The rest of the line-up will consist of center fielder Justin Ruggiano, who hit .313 in 91 games for the club last season, catcher Rob Brantly who hit .290 with 3 homers in 100 at-bats last season, second baseman Donovan Solano who hit .295 in 285 at-bats last season and shortstop Adeiny Hechavarria who is a great defensive player but has no discipline at the plate. None of them are likely to produce more than 15 home runs, and most will be lucky to get to double-digits and their inexperience will cause some very frustrating hitless streaks throughout the season.

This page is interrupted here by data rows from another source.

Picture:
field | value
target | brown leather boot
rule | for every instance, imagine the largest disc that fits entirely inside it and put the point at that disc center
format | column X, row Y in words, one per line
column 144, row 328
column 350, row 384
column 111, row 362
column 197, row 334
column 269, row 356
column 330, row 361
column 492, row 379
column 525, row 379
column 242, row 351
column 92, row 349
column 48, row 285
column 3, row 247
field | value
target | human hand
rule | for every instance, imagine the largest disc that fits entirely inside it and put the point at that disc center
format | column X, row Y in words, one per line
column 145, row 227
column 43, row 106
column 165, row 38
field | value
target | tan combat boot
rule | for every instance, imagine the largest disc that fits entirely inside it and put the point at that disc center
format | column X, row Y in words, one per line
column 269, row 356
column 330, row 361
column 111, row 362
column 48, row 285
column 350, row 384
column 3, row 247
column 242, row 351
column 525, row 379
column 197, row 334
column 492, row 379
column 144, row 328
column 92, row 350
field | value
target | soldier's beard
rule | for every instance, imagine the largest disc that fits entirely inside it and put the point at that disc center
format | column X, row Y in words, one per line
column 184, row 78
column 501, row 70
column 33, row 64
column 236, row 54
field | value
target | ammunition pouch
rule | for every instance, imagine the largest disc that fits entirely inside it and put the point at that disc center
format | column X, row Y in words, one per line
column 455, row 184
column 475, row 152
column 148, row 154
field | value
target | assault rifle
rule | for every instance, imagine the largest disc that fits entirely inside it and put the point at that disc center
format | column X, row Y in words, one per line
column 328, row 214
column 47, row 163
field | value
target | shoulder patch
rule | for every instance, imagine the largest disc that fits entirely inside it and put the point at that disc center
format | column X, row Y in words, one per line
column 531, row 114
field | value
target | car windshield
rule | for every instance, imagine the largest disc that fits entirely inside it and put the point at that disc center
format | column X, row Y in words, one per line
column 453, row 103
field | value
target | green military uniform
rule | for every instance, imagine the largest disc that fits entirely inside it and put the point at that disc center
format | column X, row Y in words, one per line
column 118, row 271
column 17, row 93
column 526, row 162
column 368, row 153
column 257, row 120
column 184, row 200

It is hard to tell if the Marlins are trying to rebuild or if they are trying to put together the worst team in the history of the game. Their starting pitching is very young and they have no true ace, their offense has tons of holes in it and while their bullpen looks like they could be pretty solid, it is unlikely that they will be much of a factor when the ball club will almost certainly struggle to score runs this year. If a team can truly go from bad to worse, it looks likely that the Marlins are going to do it, and a 100 loss season is not out of the question, especially if Morris is sidelined for any extended period of time early in the season and Polanco spends significant time on the DL again. Given what they will likely have to work with as the season wears on, anything better than a 48-114 record for this ball club will be considered not just a success, but a miracle.